Note-taking apps provide business users with flexibility and a digital alternative to the traditional pen and paper method - with the added bonus that they are cloud-based and can be synchronised across devices from anywhere in the world.
Features between the two vary slightly, and both apps offer free versions. However OneNote is completely free for personal use and is bundled in with most enterprise packages, and there are paid packages for premium versions of Evernote.
Microsoft OneNote users can enjoy access to notes while offline and its unique free-form canvas which enables users to write anywhere on the page to provide a similar experience to pen and paper.
Users can also save emails to notes and digitise business cards - a unique service that is especially useful for business users that work on the go.
OneNote has an easy-to-use interface, which includes a collection of sections that can be edited to meet your needs.
Evernote carries similar features but the free version is limited. For instance, users of the basic package are only able to sync notes across two devices and are required to upgrade to premium or plus for more.
The same applies to limitations with offline access, syncing notes to emails and the ability to digitise business cards on the app.
Also, on Evernote notes are organised based on the specific notebook they are added to with tags.
Both OneNote and Evernote are available on the iOS, Android, Mac and Windows platforms.
Although both OneNote and Evernote encourage collaboration, through features that enable users to share documents and photos, the function is easier to access on OneNote and therefore provides the better user experience.
They also both offer the clipping browser extensions feature, which works similar to a copy and paste function, but rather users are able to clip an entire screenshot from the browser, by region (to snap the full page or a part of it) or article mode (which will save the current webpage as editable text and images).
Using OneNote, users are limited to clipping on the current notebook being used but with Evernote new notebooks can be created from the extension with options to annotate, crop and more when a screenshot is selected.
The two apps support third-party integrations, along with import and export features that give access to other cloud or document apps.
Evernote has a basic edition available for free.

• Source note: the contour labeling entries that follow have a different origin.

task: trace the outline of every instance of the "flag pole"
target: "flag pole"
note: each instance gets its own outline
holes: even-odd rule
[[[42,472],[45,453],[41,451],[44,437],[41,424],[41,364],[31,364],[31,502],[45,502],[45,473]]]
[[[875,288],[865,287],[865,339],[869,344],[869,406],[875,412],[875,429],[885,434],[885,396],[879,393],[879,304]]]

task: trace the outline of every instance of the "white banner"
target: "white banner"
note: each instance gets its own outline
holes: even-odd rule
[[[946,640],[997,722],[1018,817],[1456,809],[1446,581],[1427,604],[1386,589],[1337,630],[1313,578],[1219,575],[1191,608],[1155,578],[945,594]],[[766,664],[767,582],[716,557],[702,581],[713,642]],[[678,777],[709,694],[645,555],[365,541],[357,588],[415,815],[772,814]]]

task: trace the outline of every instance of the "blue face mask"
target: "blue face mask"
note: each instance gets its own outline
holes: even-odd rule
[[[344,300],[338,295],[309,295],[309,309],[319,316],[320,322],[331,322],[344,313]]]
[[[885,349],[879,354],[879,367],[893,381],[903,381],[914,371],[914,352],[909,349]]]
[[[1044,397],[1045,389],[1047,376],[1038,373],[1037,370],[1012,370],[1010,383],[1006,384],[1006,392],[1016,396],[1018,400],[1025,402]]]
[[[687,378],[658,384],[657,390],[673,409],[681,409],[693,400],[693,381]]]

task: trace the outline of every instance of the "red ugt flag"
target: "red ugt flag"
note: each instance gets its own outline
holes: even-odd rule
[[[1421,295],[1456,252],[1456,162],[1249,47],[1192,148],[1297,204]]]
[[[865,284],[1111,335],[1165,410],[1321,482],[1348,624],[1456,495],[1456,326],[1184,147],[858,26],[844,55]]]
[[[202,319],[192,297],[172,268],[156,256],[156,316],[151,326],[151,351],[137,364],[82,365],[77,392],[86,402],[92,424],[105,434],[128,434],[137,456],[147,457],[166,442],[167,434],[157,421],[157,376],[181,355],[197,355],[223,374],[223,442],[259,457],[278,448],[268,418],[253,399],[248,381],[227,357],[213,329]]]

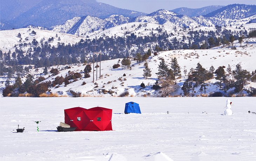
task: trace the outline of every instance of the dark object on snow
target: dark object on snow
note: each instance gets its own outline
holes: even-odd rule
[[[18,129],[16,129],[16,130],[17,130],[17,132],[23,132],[23,131],[24,131],[24,129],[25,129],[25,127],[23,127],[23,129],[19,129],[19,125],[18,125]]]
[[[251,112],[252,114],[256,114],[256,112],[251,112],[250,111],[248,111],[248,112],[249,113],[249,114],[250,114],[250,112]]]
[[[74,131],[76,127],[64,127],[62,126],[58,126],[57,130],[58,132],[66,132],[67,131]]]

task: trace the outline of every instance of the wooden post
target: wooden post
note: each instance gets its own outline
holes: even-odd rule
[[[94,53],[93,53],[93,82],[94,82]]]
[[[100,53],[100,79],[101,78],[101,75],[100,74],[100,71],[101,71],[101,53]]]
[[[96,58],[96,81],[98,80],[98,54],[97,52],[96,53],[97,54],[97,58]]]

However, for access to all features its business package costs £10.99 a month, the plus package is £29.99 a year and premium package at £44.99 a year.

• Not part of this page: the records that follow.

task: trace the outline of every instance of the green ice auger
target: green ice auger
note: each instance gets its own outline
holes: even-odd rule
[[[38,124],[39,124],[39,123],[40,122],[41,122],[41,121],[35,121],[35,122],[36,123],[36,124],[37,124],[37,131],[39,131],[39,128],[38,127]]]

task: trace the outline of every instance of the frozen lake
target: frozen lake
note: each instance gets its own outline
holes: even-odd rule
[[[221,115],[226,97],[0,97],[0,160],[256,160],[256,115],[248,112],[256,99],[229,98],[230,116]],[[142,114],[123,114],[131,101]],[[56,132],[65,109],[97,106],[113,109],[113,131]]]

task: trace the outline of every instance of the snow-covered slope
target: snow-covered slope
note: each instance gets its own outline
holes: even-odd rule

OneNote however, provides all features free of charge.
In everything, it all comes down to what suits you and your business requirements best when making your decision.
However, as some features appear to be the same or very similar, the decision is likely to come down to the user interface and pricing.
If you are more focused on how easy it is to use, OneNote might be the best choice for you as Evernote does appear to be more complicated in that area. However, Evernote became massively popular for a reason and will have its super-fans who love the user experience.
Still, Evernote can be difficult to work around when organising notes due to its setup but OneNote offers a much easier interface that helps in managing tasks. Then there's the fact that Microsoft’s OneNote provides the app and all its features at no cost.